My last two posts have been about “unexamined and unhealthy stories” that undermine our personal and professional lives. This post is the first in a series I’m calling “Scenes from My Story.” I will attempt to convey as vulnerably as possible the experiences that led me to examine my story and begin a journey toward health—a journey I’m still on. And I hope to flesh out how I experienced the process I wrote about in the second post (How to Move Toward a Healthy Story).
Scene #1: December 2013
As I drove home from meeting with a lawyer friend in 2013, I felt a mixture of relief, shame, and fear. He delivered his advice with empathy, but the mood was sobering: “The best forward for you is to file for chapter 13 bankruptcy.”
In chapter 13, your debts are not canceled; you pay back the principal over a five-year period in a weekly garnishment from your paycheck.

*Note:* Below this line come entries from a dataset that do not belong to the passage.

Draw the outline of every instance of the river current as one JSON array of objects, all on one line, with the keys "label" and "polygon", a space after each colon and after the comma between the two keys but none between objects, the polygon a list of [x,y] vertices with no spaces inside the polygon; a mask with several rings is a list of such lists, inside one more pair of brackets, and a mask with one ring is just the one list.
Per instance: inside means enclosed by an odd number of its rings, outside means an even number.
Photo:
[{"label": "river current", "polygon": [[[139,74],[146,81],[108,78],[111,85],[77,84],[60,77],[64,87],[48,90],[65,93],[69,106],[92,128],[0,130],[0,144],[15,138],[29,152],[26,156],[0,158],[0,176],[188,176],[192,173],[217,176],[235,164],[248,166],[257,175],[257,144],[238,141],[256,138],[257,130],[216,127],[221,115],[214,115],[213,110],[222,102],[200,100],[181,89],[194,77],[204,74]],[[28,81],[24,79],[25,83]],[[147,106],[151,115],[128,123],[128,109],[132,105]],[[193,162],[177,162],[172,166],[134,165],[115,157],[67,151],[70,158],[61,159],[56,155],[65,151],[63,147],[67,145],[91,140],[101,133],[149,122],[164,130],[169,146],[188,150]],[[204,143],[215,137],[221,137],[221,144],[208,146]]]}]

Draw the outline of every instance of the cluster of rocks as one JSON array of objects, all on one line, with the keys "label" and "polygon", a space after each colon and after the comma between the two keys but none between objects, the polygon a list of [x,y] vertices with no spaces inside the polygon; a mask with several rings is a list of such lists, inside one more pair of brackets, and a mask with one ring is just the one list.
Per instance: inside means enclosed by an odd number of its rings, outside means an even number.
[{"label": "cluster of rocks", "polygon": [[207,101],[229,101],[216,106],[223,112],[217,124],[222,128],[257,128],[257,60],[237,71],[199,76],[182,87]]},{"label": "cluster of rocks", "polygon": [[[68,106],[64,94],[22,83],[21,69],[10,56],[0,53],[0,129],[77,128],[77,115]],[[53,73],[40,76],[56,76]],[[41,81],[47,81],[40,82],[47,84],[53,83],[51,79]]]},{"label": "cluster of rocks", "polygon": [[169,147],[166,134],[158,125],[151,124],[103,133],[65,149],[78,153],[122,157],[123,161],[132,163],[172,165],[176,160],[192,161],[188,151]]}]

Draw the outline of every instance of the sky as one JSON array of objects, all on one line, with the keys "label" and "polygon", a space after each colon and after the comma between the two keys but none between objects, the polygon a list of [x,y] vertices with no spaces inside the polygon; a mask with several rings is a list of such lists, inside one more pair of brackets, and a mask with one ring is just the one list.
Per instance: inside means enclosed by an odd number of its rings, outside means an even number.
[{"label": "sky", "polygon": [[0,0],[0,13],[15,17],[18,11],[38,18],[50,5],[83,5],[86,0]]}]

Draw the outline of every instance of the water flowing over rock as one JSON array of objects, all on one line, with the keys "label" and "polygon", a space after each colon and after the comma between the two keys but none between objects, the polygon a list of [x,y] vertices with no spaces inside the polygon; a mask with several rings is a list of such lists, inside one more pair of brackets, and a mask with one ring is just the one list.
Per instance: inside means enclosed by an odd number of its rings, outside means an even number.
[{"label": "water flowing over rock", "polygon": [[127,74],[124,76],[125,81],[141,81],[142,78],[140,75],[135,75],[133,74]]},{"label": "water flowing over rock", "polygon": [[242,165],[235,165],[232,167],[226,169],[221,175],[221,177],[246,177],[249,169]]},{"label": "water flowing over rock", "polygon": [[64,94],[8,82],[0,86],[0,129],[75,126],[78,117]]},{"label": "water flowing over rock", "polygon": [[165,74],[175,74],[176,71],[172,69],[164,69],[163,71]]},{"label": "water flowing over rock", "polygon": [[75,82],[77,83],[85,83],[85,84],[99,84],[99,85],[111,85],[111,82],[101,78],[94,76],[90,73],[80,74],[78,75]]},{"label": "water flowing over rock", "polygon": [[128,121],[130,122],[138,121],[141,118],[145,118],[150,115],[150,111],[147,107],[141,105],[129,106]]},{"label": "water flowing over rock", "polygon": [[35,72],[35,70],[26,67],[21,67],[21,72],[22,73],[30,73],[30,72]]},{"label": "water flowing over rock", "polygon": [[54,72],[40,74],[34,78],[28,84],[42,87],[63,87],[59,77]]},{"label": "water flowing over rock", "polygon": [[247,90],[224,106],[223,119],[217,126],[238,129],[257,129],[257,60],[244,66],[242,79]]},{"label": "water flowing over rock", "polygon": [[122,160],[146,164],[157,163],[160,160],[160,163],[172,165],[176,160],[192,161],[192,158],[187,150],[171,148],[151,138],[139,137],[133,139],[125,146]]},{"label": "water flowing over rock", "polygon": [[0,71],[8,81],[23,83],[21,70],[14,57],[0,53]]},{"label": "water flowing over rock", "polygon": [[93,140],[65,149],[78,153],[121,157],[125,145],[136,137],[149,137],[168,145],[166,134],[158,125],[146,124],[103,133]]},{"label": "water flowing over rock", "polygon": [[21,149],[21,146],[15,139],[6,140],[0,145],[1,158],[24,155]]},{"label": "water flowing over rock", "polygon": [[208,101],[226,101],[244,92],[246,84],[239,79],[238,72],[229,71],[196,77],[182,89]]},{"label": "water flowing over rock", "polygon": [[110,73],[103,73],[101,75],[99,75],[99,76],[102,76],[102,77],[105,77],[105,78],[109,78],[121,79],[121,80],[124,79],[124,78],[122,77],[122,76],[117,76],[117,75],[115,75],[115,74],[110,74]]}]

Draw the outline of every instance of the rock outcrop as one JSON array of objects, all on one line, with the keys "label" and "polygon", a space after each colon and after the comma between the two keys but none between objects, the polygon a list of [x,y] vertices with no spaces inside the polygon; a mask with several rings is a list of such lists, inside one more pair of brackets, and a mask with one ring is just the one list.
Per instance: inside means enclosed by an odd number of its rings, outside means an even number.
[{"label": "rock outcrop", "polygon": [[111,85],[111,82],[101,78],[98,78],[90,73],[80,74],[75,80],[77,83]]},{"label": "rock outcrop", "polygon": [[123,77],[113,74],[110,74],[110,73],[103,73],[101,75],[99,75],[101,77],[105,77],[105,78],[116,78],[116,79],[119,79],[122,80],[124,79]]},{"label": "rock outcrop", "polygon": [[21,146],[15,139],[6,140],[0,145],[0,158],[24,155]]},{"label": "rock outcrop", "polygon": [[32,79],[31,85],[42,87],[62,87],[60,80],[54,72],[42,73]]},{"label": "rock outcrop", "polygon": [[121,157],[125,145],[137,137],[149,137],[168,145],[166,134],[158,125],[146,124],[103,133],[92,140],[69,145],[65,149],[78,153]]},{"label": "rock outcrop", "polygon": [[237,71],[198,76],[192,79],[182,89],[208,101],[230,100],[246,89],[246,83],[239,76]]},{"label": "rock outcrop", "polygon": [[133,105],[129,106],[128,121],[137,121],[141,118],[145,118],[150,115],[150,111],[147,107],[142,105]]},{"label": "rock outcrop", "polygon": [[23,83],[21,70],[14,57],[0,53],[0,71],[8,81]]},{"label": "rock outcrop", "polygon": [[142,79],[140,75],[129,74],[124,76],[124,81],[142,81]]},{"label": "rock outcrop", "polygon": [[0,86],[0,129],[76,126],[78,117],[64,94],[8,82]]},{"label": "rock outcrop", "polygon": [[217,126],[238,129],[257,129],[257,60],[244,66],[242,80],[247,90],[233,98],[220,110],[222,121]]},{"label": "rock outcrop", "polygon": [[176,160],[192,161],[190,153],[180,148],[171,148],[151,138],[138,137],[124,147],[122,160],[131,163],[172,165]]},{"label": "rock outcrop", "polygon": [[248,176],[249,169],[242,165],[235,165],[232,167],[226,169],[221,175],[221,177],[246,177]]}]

No more loans and credit cards. Tighten the belt.
Bankruptcy was a word I associated with irresponsibility and failure. Bankruptcy had strong moral overtones to me. I tried many schemes to avoid getting to this point: home equity loans, additional credit cards, and putting my head in the sand. I suppressed and numbed my anxiety with work by day and alcohol by night.
I feared telling my wife about my friend’s counsel because it meant I had to admit I hid the extent of our debt problem. I had covered it up, which is to say, I lied.
Now that I could no longer hide my financial problems, I knew I would have to admit to my kids and friends that the image of myself I projected was, in fact, phony.
At the time I was on the pastoral staff of a large church. I finally revealed to the head pastor how bad things were. He was gracious and did not fire me.
But though he was willing to keep me on, I chose against it. I’d lived as a poor model of financial responsibility and lived dishonestly. Plus, I wanted to get away from being a public figure with a persona that masked the real me. So, just before my wife and I decided to file for bankruptcy, I resigned from my position.
I had one goal now: getting my financial house in order. Well, I had another goal that was even more important: rebuilding trust with my wife.
There I was, about to turn 55 years old. Rather than moving toward a time when I could celebrate my accomplishments, my life appeared to be a house of cards.
My greatest fear in life was being embarrassed by failing in public. A nightmare come true!
I felt further humiliated when I went to work as a manual laborer under men who were much younger than me. I felt humiliated, not because manual labor is somehow a dishonor, but because of my pride.
So, in a time of exposure and vulnerability, I began to look for a new story that made sense of my life. I was not yet conscious that I sought a story, and I did not use the word story, but I was asking questions.
I was asking, what happened? How did I get here? What will my parents, who are responsible financially, think of me?
I wondered, too, are my beliefs and values faulty?
And most frightening to me, what’s my future? Am I ruined?
I had a strong sense that I had done something unrepairable. The experience was traumatic at times which made it difficult to think clearly.